Komisyonda AK Parti 21, CHP 10, DEM Parti ve MHP 4'er, İYİ Parti ve Yeni Yol Partisi ise 3'er milletvekili ile temsil edilecek. Ayrıca, TBMM'de grubu bulunmayan HÜDA PAR, Yeniden Refah Partisi, TİP, EMEP, DSP ve DP de komisyonda 1'er milletvekili bulunduracak. Komisyon 51 üyeden oluşacak. Böylece TBMM’de temsil edilen bütün siyasi partiler bu komisyona üye verecek. Ancak İYİ Parti komisyona üye vermeme kararı aldığı için, bu partiye tahsis edilen üç üyenin Ak Parti, CHP ve Dem Parti arasında paylaşılmasına karar verildi.
'Milli Dayanışma, Kardeşlik ve Demokrasi Komisyonu', kurulduğu günden itibaren toplantılarına düzenli bir şekilde devam etti. MHP Lideri Devlet Bahçeli’nin önerisiyle TBMM’de kurulan Milli Dayanışma, Kardeşlik ve Demokrasi Komisyonu bugüne kadar 15 toplantı gerçekleştirdi. Meclis Başkanı Numan Kurtulmuş başkanlığında toplanan 51 kişilik komisyon, 120 civarında kişiyi davet ederek dinledi. Komisyonda konuşanlar sürecin olumlu sonuçlanması konusunda hemfikir olurken, sürece ilişkin farklı görüş ve taleplerini dile getirdiler.
Meclise davet edilenler arasında Milli Savunma Bakanı, MİT Başkanı, İçişleri Bakanı, Aile ve Sosyal Hizmetler Bakanı, TBMM eski başkanları, şehit aileleri, gaziler, Cumartesi Anneleri, Barış Anneleri, bölgede faaliyet gösteren sivil toplum örgütü temsilcileri, gençlik ve kadın kuruluşları, işçi, işveren ve memur sendikaları, barolar ve terörle mücadeleye katılan askerler yer aldı.
TBMM’de kurulan komisyon, 15 toplantının sadece birini basına kapalı olarak gerçekleştirdi. Basına kapalı olan bu toplantıda İçişleri Bakanı Ali Yerlikaya, Millî Savunma Bakanı Yaşar Güler ve Millî İstihbarat Teşkilatı Başkanı İbrahim Kalın, komisyon üyelerine süreç hakkında bilgi verdi.

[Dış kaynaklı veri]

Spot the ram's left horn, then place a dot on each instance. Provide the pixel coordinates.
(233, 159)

Komisyon’da konuşan, Şehit anneleri, ‘’ Öcalan’ın serbest kalmasını kabul etmiyoruz” görüşünü öne çıkarırken, çocukları için nöbet tutan Diyarbakır anneleri ise, ‘’PKK’nın elinde olan çocuklarının kendilerine teslim edilmesini’’ istediler. Barış anneleri, "Çocuklarımızı değil, silahlarımızı toprağa gömelim. Asker anaları, gerilla anaları birbirimize sarılalım" ifadelerini kullandılar. Komisyonda konuşan Baro temsilcileri, AİHM ve AYM kararlarının uygulanması yönündeki taleplerini dile getirdiler.

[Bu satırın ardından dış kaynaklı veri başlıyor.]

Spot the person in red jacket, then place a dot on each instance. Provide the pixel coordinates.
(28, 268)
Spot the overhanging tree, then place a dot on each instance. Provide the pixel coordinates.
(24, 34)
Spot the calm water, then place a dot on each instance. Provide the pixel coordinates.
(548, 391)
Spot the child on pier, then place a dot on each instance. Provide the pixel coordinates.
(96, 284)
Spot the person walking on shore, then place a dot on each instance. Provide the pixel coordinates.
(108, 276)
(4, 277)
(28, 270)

Bu zor ve büyük sorumluluk gerektiren çok önemli konuda görev üstlenen 'Milli Dayanışma, Kardeşlik ve Demokrasi Komisyonu'nun önünde uzun ve zorlu bir süreç bulunmaktadır. Temennimiz, ülkemiz ve milletimizin geleceğini en güzel bir şekilde teminat altına alacak şekilde birlik, beraberlik ve kardeşlik ruhunun bütün ülke sathında egemen olacağı ve her vatandaşın kalbinde yer bulacak şekilde güzel çalışmaların yapılması ve bunların da TBMM tarafından kabul edilerek taçlanıp, topyekûn bir millete armağan edilmesidir.

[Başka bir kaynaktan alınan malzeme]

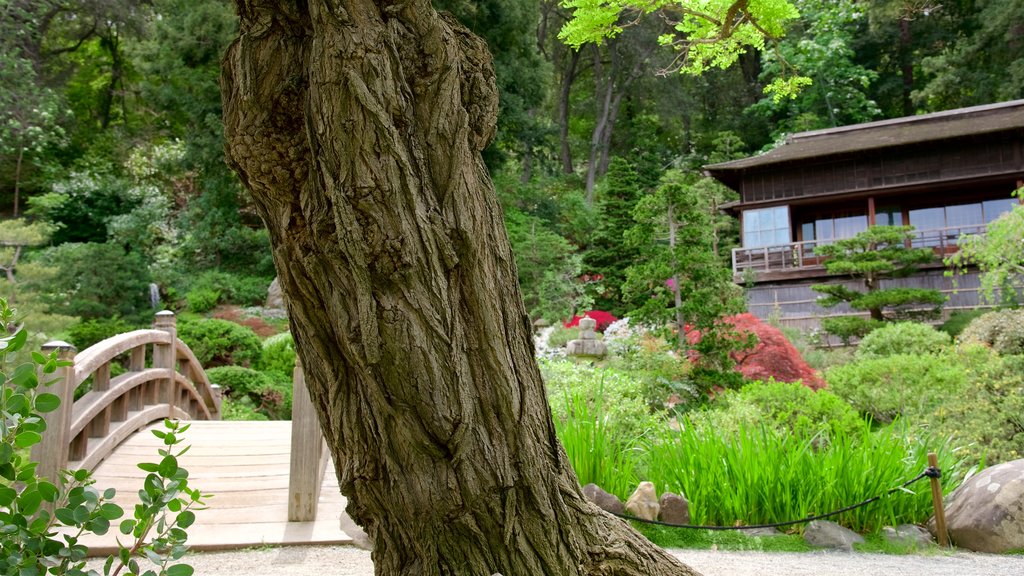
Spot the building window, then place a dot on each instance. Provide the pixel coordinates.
(766, 227)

Bu kadar maddi ve manevi kayıp ve yaşanan bunca acının ardından ulaşılan bu çok önemli merhalenin başarı ve bütün beklentilere cevap verecek şekilde sonuçlanması, topyekûn bir milletin en büyük arzusudur. Bu çok büyük beklentiyi, bazı basit sebeplerden dolayı heder etmeye hiç kimsenin hakkı yoktur.